Горе тому миру, где презирают мечту. Мечта в нас глубже всех прочих корней; чего же нам ждать от мира, в котором удел этой глубины — презрение? Наша культура, сверх меры нашпигованная телевидением, компьютеризацией, межконтинентальными ракетами, обосновалась в умах не так давно; до нее были и другие. Не знаю, насколько тогда было распространено это презрение. Вероятно, его вездесущность в нашей среде — один из многочисленных признаков, отличающих нас от наших предшественников. Их духовные принципы мы вытеснили из мира раз и навсегда; так сказать, стерли с лица планеты. Я не слышал ни об одной культуре, помимо нашей, в которой к мечте относились бы без должного уважения, в которой ее глубокие корни не ощущались бы и не признавались бы всеми и повсеместно. Найдется ли хотя бы одно открытие, хотя бы один важный труд в жизни человека или народа, который родился бы не от грезы, и не в ней черпал бы силы перед тем, как, завершенным, появиться на свет? У нас же, однако, как известно (читай: одинаково, повсеместно) уважение к мечте держат за предрассудок. Всякий знает, что наши психологи с психиатрами, измерив мечту вдоль и поперек, нашли, что памяти небольшого компьютера для всех ее «параметров» с лихвой достаточно. Вот еще одна особенность нашей культуры: современный человек едва ли сумеет, скажем, собственноручно развести огонь; рождение ребенка, смерть матери или отца в собственном доме — кто в наши дни решится вынести подобное зрелище! Слава Богу, для этого есть больницы и родильные дома… Наш мир горд своим могуществом, измеряемым в атомных мегатоннах, он кичится количеством информации, хранящейся в его компьютерах, или, по старинке, в библиотеках. Но, как только речь заходит о каждом его обитателе в отдельности, он сразу оказывается миром бессилия. Ведь наш страх, наше презрение по отношению к простым и важным для жизни вещам достигли сегодня небывалой величины.

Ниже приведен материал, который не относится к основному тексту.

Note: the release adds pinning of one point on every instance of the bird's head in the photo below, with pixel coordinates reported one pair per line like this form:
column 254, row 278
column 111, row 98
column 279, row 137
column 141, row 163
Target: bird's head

В обществе с наистрожайшими нравами всегда находилось место первородному влечению пола, как ни трудились моралисты. Вот и мечту, к счастью, так легко не убьешь. Предрассудок или общепризнанная реальность, она по-прежнему продолжает нашептывать нам слова тайны и намекать на разгадку. Рассудок не в силах уловить ее речи; мешает какая-то неповоротливость — или малодушие. Но мечте — взгляните! — и дела нет; одушевляя наши мысли, наделяя их крыльями на пути к осуществлению, она обходится своими средствами.

Я, кажется, недавно сказал, что мечта лишь нехотя обретает форму. Но это — только на первый взгляд! Нежелание, медлительность исходят от рассудка. Да и все эти слова: «неохотно», «медлительность», «нежелание», — по сути не что иное, как эвфемизмы. В действительности речь идет о глубоком презрении, за которым, в свою очередь, стоит заложенный в нас от века страх перед знанием. Когда дело доходит до мечты в собственном смысле этого слова, страх, пробуждаясь, становится намного более действенным. Он образует заслон, который тем эффективнее, чем более непосредственно весточка мечты затрагивает нас лично, чем более глубоким преобразованием, по прочтении, грозит она нашей душе.

И все же, как ни странно, то же самое недоверие преграждает дорогу даже сравнительно безобидным в этом отношении математическим «грезам». Кажется, дошло до того, что всяческое подобие мечты изгоняется не только из научных текстов (я, во всяком случае, не встречал исключений), но и из разговоров между коллегами — в узком кругу, и даже с глазу на глаз.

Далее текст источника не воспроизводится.